Paul's Note - December 14, 2018

A couple of weeks ago, I wrote a general overview of the planning and zoning process. It can get confusing, but one of the things I touched on was the Planning Commission.

The Commission is not always involved in re-zonings, only those where a neighborhood or area plan has to be amended. In some cases, however, a new zoning or a certain sort of development can’t happen unless the neighborhood plan is revised.

Many areas in town are covered by these neighborhood plans, which were written by citizens in the area and approved by Mayor and Council. An area plan might define that a certain corner is reserved for commercial development, or might mandate that certain historical uses need to be respected. Sometimes there need to be adjustments because of changes that have happened in the years, sometimes decades, since the plan was written. Reviewing these changes constitutes the most important part of the work the Commission does.

According to code, their responsibilities are as follows:

Advise Mayor and Council, Planning and Development Services Department, and Housing and Community Development Department on the adoption of long-range plans, policies, specific plans, and standards that affect land use and development.

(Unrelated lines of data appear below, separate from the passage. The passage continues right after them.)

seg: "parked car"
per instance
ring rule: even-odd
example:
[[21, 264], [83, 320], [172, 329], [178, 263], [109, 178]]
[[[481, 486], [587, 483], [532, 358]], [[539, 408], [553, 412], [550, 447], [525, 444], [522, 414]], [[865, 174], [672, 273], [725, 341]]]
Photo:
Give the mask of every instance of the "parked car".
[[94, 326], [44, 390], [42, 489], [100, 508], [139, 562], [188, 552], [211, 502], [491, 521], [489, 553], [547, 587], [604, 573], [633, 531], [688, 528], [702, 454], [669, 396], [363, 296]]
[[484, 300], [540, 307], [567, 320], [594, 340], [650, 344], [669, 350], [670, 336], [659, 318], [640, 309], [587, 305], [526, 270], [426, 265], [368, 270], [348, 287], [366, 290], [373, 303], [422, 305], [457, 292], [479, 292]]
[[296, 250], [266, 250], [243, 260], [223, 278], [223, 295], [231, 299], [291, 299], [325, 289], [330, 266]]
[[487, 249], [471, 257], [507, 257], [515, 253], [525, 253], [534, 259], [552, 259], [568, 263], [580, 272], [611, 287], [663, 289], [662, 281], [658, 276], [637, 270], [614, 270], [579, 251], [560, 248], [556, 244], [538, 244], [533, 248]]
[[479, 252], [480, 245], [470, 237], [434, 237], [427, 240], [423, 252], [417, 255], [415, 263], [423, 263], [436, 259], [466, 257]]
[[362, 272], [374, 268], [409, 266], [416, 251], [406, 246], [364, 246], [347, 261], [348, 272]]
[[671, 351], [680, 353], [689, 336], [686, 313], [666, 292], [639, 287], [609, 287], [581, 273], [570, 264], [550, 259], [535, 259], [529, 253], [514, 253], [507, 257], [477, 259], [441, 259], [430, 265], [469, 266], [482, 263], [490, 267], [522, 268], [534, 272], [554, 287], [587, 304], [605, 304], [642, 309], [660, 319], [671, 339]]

I bring this up with you because Quentin Bryson, one of the two Ward 2 appointments to the Commission, is stepping down after eight years of service on the commission. I’ve been very happy with his service on the board and he’s negotiated many complex and controversial issues there with wisdom and skill. He earned the respect of both neighbors and developers because of his fairness and the consideration he’d give to all sides.

I’ll need to appoint a replacement for Quentin. If you are a Ward 2 resident and don’t hold any state, county or city offices, you are eligible. The commission meets one night a month. You don’t need any special credentials as a planner or architect, but I’d like someone who has knowledge of neighborhood and development issues. Send your resume to


There is also another commission with an opening, the Commission on Public Service and Compensation. This commission is mandated by the city charter to convene every two years to recommend appropriate salaries for the Mayor and members of the Council.

If you wonder why council salaries are on the ballot every two years, it is because of that charter requirement. Even though we see it on the ballot in every city election, the salary, currently set at $24,000 for the council and $42,000 for the mayor, hasn’t been increased since 1999.

The low salary is a barrier to some people who would like to run for public office. The part time pay usually requires that prospective council members are retired, have additional outside income or are independently wealthy. I'm lucky that I’ve been able to work out an arrangement to keep my job as a middle school teacher while serving as a City councilmember.

The commission will only meet for two months, which is a great opportunity if you want to serve but can’t commit long term.

If you’d like to be on the commission, or to nominate someone, please submit a letter of interest by 5 p.m. Friday, Dec. 28, 2018, to: City Manager’s Office Attn: Lane Mandle, City Hall, 10th Floor West, P.O. Box 27210, Tucson, AZ 85726-7210 Or E-mail:


A member of my staff attended the graduation for Pima Vocational High School this week. PVHS is a school run by the county to provide not only a high school diploma, but vocational training and job placement. They offer small class sizes (less than fifteen students) and their students get work experience in the community at everything from restaurants to bicycle repair shops to Kino Stadium.

Twenty-six students were in this year’s December graduating class, and they included students that will be going to the U of A, Pima College and the military. Congratulations to the students as well as the staff: Tria Aronow, Sarah Hall and Robin Lukavich.


In an earlier newsletter, I wrote about Walter Feiger, a Holocaust survivor that comes to my office once a year so that he can get some paper work notarized that says he is still alive. This enables him to get a small stipend from the German government. Odessa Draheim in my office notarizes that paperwork every year.

After the newsletter went out, the story made the rounds on social media. Then, Odessa was contacted by KOLD for a story. It took some time to get in touch with Walter, but the story is now up on KOLD’s website.

I’m glad that Odessa got some recognition for the simple but important work she does and it was also good to see Walter, whose family I’ve been happy to know for years, get recognition for what a treasure he is in our community.